OPINION | LAWRENCE DOWNES: A model for a blissful, brief, and beautiful life

As we end a year of covid gloom, acquire vaccines and adjourn, squinting and stretching, into springtime, those in several mid-Atlantic, Midwestern and Southern states will have company: billions of periodic cicadas known as Brood X.

They are all 17 years old and have not seen the sun since 2004, when they were conceived, laid and hatched. They then tunneled into the dirt and sucked the sap of tree roots while counting the years. This is the one they were waiting for. Once the dirt gets warm enough, they will climb out to summon mates and repeat the cycle.

What the emotionally submerged human dreams of doing the cicada literally does, digging upward into the warmth of late spring, sprouting wings and spending the rest of its life buzzing, bouncing, bopping and blithely bugging out. What a way to go: climbing into trees and falling out of them, drunk on love and sunshine, making a racket using just your drum-tight abdomen, using every second of the time you have left, which is about six weeks.

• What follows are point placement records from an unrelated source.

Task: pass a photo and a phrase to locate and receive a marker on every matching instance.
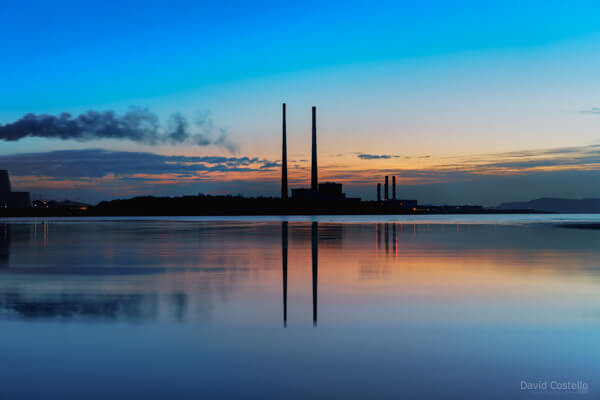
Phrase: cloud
(95, 163)
(363, 156)
(139, 125)
(593, 110)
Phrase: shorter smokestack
(386, 190)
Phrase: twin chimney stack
(314, 179)
(386, 192)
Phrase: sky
(471, 102)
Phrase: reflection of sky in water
(165, 308)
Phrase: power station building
(318, 191)
(10, 199)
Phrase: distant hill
(551, 204)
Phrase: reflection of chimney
(386, 190)
(284, 190)
(4, 182)
(315, 259)
(284, 246)
(314, 185)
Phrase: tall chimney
(314, 184)
(386, 193)
(284, 191)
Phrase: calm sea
(365, 307)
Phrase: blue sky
(416, 79)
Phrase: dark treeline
(238, 205)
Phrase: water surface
(348, 307)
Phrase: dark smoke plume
(138, 125)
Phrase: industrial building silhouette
(10, 199)
(328, 191)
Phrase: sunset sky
(471, 102)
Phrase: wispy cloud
(95, 163)
(593, 110)
(363, 156)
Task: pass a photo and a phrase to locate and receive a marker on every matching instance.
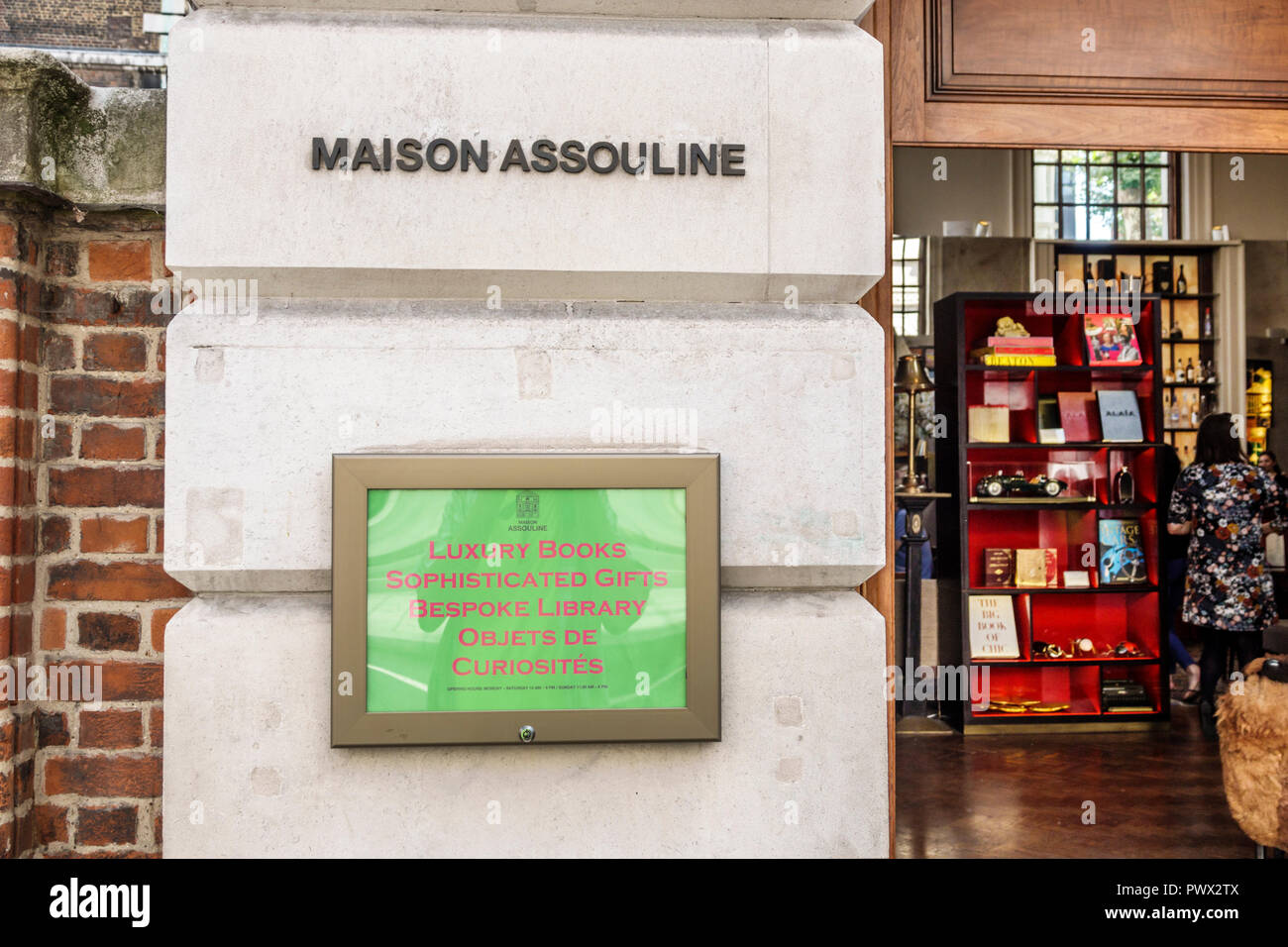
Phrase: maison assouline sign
(542, 157)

Cicadas seize the joy that other insects forgo. Not for them the digging of tunnels, building of hives and mounds, cutting of leaves and rolling of dung. No commuting from nest to rotting corpse and back. No stinging, no biting, no sucking blood. No warfare. No anything, except making the most of the brilliant days between the darkness.

As the 17th-century Japanese haiku master Basho wrote: The cry of the cicada/gives us no sign/that presently it will die.

Let humans slog along, piling up the milestones this year's graduating class of cicadas missed: the first iPhone and first Black president; two new popes; hurricanes Katrina and Sandy; the IRA laying down its arms and countless others taking them up; Olympic Games in Athens, Beijing, London and Rio. When this year's cicadas were juvenile and grublike, Mark Zuckerberg was a Harvard undergraduate. Saddam Hussein and Osama bin Laden were toppled while the cicadas waited. Some afflictions have flared and subsided, like Zika and Ebola and "High School Musical." New ones are waiting their turn.

If the cicadas fear missing out, they never show it. But then, always on schedule, they bring in the noise and regenerative funk. They take a hammer to our eardrums. They creep many of us out. But after all those years of self-denying absence, cicadas have earned the right to rumpus.

Then the party ends and all that's left are cicada husks and an echoing silence. The grubs are underground, tenacious and alive, leaving above-ground humans to mull about sorrow and impermanence and death.

Ogden Nash addressed cicadas directly in 1936:

Dear locusts, my sympathy

for you is intense

Because by the time you get

adjusted you will be defunct,

leaving nothing behind you

but a lot of descendants

who in turn will be defunct

just as they

get adjusted seventeen years hence.

Nash's error, besides calling cicadas locusts, was assuming the brood cared about our timetable. Unknown millions of years ago, through evolution's accidental genius, they hit on a way of life of astounding utility and beauty. They need no further adjustment.